In Taiwan AI Labs, we are constantly teaching computers to see the world, hear the world, and feel the world so that computers can make sense of them and interact with people in exciting new ways. The process requires moving a large amount of data through various training and evaluation stages, wherein each stage consumes a substantial amount of resources to compute. In other words, the computations we perform are both CPU/GPU bound and I/O bound.
This impose a tremendous challenge in engineering such a computing environment, as conventional systems are either CPU bound or I/O bound, but rarely both.
We recognized this need and crafted our own computing environment from day one. We call it Jarvis internally, named after the system that runs everything for Iron Man. It primarily comprises a frontdoor endpoint that accepts media and control streams from the outside world, a cluster master that manages bare metal resources within the cluster, a set of streaming and routing endpoints that are capable of muxing and demuxing media streams for each computing stage, and a storage system to store and feed data to cluster members.
The core system is written in C++ with a Python adapter layer to integrate with various machine learning libraries.
The design of Jarvis emphasizes realtime processing capability. The core of Jarvis enables data streams flow between computing processors to have minimal latency, and each processing stage is engineered to achieve a required throughput per second. For a long complex procedure, we break it down into smaller sub-tasks and use Jarvis to form a computing pipeline to achieve the target throughput. We also utilize muxing and demuxing techniques to process portions of the data stream in parallel to further increase throughput without incurring too much latency. Once the computational tasks are defined, the blue-print is then handed over to cluster master to allocate underlying hardware resources and dispatch tasks to run on them. The allocation algorithm has to take special care about GPUs, as they are scarce resources that cannot be virtualized at the moment.

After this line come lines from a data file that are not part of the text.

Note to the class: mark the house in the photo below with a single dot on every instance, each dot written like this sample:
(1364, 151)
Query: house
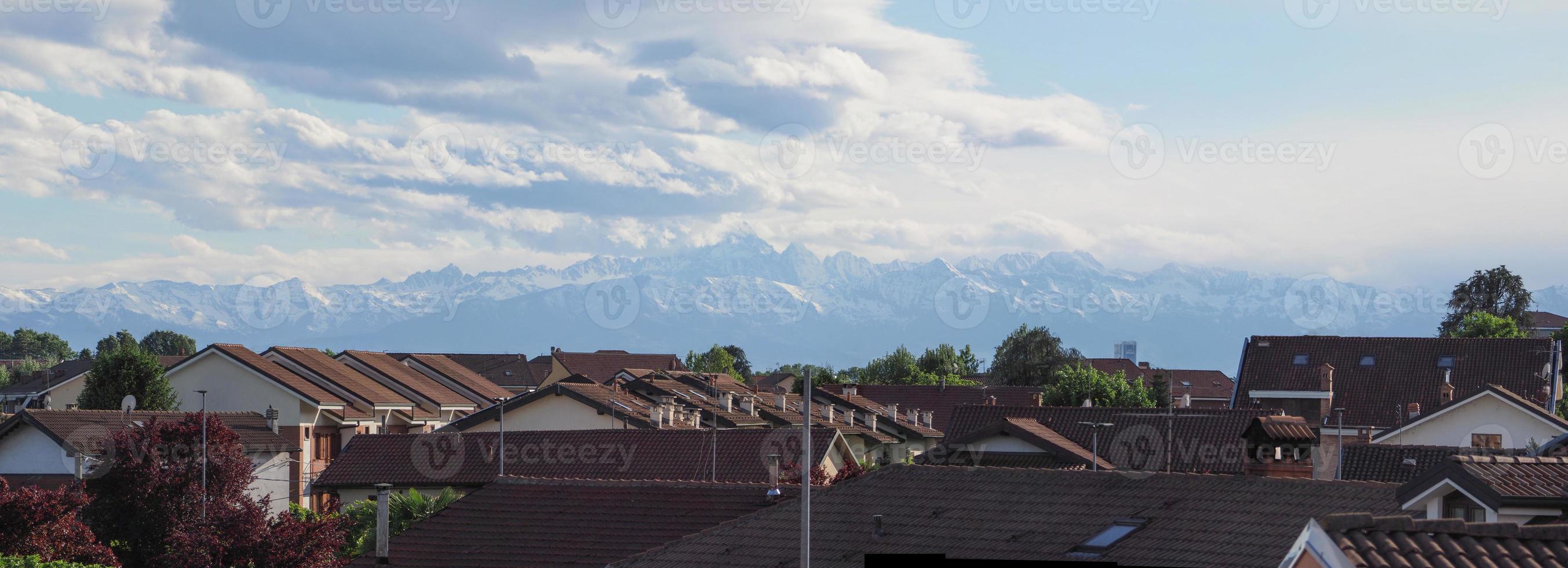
(1037, 515)
(43, 446)
(1347, 540)
(1131, 438)
(568, 523)
(57, 387)
(1492, 489)
(469, 460)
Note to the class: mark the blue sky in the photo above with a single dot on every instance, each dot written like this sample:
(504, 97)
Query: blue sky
(571, 134)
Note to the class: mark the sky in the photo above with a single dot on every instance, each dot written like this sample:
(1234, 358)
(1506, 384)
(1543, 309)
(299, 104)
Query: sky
(1380, 142)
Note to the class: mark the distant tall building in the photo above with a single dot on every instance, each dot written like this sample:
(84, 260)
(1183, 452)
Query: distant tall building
(1126, 351)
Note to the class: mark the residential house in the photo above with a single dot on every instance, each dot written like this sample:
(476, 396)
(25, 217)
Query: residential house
(1351, 540)
(469, 460)
(1037, 515)
(52, 447)
(568, 523)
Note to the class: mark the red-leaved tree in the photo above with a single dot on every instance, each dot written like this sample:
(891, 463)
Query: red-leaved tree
(45, 523)
(148, 504)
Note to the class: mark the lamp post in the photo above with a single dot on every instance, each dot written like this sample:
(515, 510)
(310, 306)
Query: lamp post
(1095, 429)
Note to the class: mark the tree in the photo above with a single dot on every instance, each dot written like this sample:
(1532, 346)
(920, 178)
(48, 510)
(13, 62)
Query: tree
(1487, 325)
(168, 343)
(1031, 356)
(148, 504)
(403, 511)
(48, 525)
(127, 371)
(1080, 382)
(1498, 292)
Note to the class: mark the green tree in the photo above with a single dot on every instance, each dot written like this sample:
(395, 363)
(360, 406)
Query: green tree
(168, 343)
(127, 371)
(1031, 356)
(1498, 292)
(403, 511)
(1076, 383)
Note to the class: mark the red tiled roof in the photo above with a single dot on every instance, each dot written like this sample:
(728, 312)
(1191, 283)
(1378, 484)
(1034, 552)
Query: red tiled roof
(941, 400)
(1206, 440)
(408, 378)
(567, 523)
(1405, 371)
(1404, 542)
(1032, 515)
(469, 458)
(276, 372)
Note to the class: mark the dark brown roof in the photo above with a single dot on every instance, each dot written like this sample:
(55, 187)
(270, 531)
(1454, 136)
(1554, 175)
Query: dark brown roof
(603, 365)
(1388, 462)
(1032, 515)
(469, 458)
(408, 378)
(82, 431)
(1205, 440)
(1402, 542)
(943, 400)
(567, 523)
(1405, 371)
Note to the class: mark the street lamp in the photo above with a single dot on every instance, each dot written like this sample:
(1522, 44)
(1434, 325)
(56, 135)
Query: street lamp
(1095, 429)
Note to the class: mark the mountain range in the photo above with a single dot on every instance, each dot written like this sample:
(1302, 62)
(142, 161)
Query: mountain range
(783, 307)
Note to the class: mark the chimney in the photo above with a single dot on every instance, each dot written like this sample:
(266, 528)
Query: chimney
(383, 547)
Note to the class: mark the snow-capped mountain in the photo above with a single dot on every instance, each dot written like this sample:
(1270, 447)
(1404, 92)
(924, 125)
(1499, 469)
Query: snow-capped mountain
(780, 307)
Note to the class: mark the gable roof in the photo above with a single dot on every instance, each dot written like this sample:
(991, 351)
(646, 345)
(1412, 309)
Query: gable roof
(1032, 515)
(408, 378)
(1404, 542)
(469, 458)
(1405, 371)
(1197, 431)
(82, 431)
(1509, 398)
(567, 523)
(941, 400)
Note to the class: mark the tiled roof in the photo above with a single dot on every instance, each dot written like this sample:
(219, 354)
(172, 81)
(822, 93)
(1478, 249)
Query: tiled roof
(1387, 462)
(342, 376)
(1404, 371)
(460, 374)
(85, 429)
(1206, 440)
(603, 365)
(469, 458)
(1032, 515)
(567, 523)
(941, 400)
(1402, 542)
(276, 372)
(408, 378)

Altogether, Jarvis becomes a powerful yet agile platform to perform machine learning tasks. It handles huge amount of work with minimum overhead. Moreover, Jarvis can be scaled up horizontally with little effort by just adding new machines to the cluster. It suits our needs pretty well. We have re-engineered Jarvis several times in the past few months, and will continue to evolve it. Jarvis is our engine to move fast in this fast-changing AI field.